In February 2014, Dr. Mike Solomonov, an anesthesiologist and pain management physician from Cedar Knolls, New Jersey, was enjoying a skiing holiday in Italy with his family. A mountainside crash left him with injuries including a partial tear of the ACL, a strain of the MCL, a tear in the meniscus cartilage of the knee, as well as a tibia (shin bone) with a hairline fracture. As a trained physician, the 50-year-old Solomonov knew his injuries were not medical emergencies. He didn’t want to spoil the rest of the vacation for his wife Viktoriya, 13-year-old daughter, and 9-year-old son, so he simply stayed off the slopes and treated his injured knee with ice, elevation, and bracing until returning to the United States.
Back home, Solomonov received conservative treatment. The fluid was drained from the injured knee and he received steroid injections locally to control the swelling and inflammation. To help the torn ligaments and cartilage heal, he was prescribed physical therapy. This is the standard treatment plan that thousands of people receive after injuries sustained during recreational sports activities. Because the tears were partial, Solomonov knew surgery was not the best option. At this stage, he was confident that diligent physical therapy would help him regain stability and strength in his knee and he would back on his skis and bike in 6-8 weeks.
When the initial physical therapy program and home exercises did not result in the expected improvement, Solomonov switched therapists and was able to gain some improvement in knee stability. With time, however, he realized that his knee was far from healed. Walking short distances promptly resulted in knee pain and swelling. For the very active physician who was used to cycling, skiing, and running regularly, this was unacceptable. Walking the dog and getting through his appointments for the day was just about all he could do. Repeat fluid drainage and steroid shots were not helping either. Panic started to set in.
Solomonov’s wife, Viktoriya, was worried. “Exercise was his way of dealing with work stress,” she says. Twelve months after the crash, the Solomonovs were determined to find an answer that would allow Mike to return to his prior physical activities.

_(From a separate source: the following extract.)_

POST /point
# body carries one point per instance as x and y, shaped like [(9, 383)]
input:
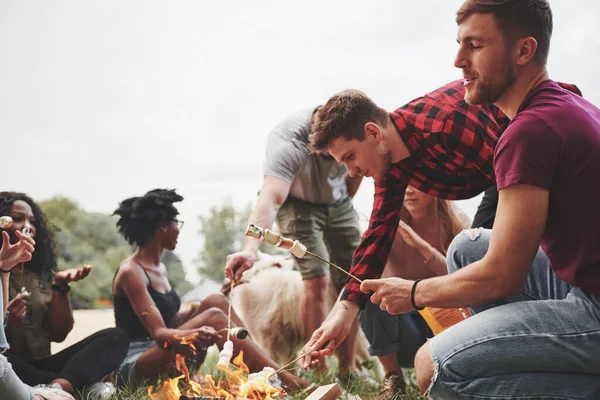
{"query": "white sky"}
[(102, 100)]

A surgeon discussed tendon grafting to replace the torn ligaments, but Solomonov knew that such procedures are not always successful for partial tears. In addition, the rehabilitation is extensive and arthritis is a common complication.

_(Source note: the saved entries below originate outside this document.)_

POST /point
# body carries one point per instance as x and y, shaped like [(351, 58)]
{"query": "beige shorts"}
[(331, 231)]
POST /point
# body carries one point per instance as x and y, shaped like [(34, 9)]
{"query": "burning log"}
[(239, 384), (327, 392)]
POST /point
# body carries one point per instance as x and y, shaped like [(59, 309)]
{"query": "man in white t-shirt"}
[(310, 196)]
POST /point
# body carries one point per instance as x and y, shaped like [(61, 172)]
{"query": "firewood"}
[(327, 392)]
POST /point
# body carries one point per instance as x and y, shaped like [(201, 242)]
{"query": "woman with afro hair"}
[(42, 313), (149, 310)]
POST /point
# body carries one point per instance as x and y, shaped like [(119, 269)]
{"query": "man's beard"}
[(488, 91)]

To explore other options for treatment, Solomonov attended a regenerative medicine conference in September 2015 and became interested in the minimally invasive technique called platelet-rich plasma (PRP) therapy. This evolving medical therapy uses the patient’s own blood to help repair damaged ligaments, cartilage, tendons, and muscle. Solomonov had used techniques such as PRP in some of his own patients and knew that when performed by a properly trained physician, the complication rate was low. At the conference, Solomonov learned that the latest advances in these techniques were allowing them to be offered as a standard of care for more and more injuries. It sounded like a promising option.
Solomonov underwent the relatively simple procedure in February 2016, nearly two years after the accident. Two weeks later, with no additional therapy or prolonged rehabilitation, Solomonov was able to ride his mountain bike again. One month later, he was back to doing 30-mile rides with no knee pain or swelling.
Back to his normal life, Solomonov is reflective. His confidence in stem cell therapy and PRP treatment has been reinforced by firsthand experience, and he is more comfortable offering it to his patients. “PRP therapy offers people a chance to heal without drugs or surgical risks,” he says.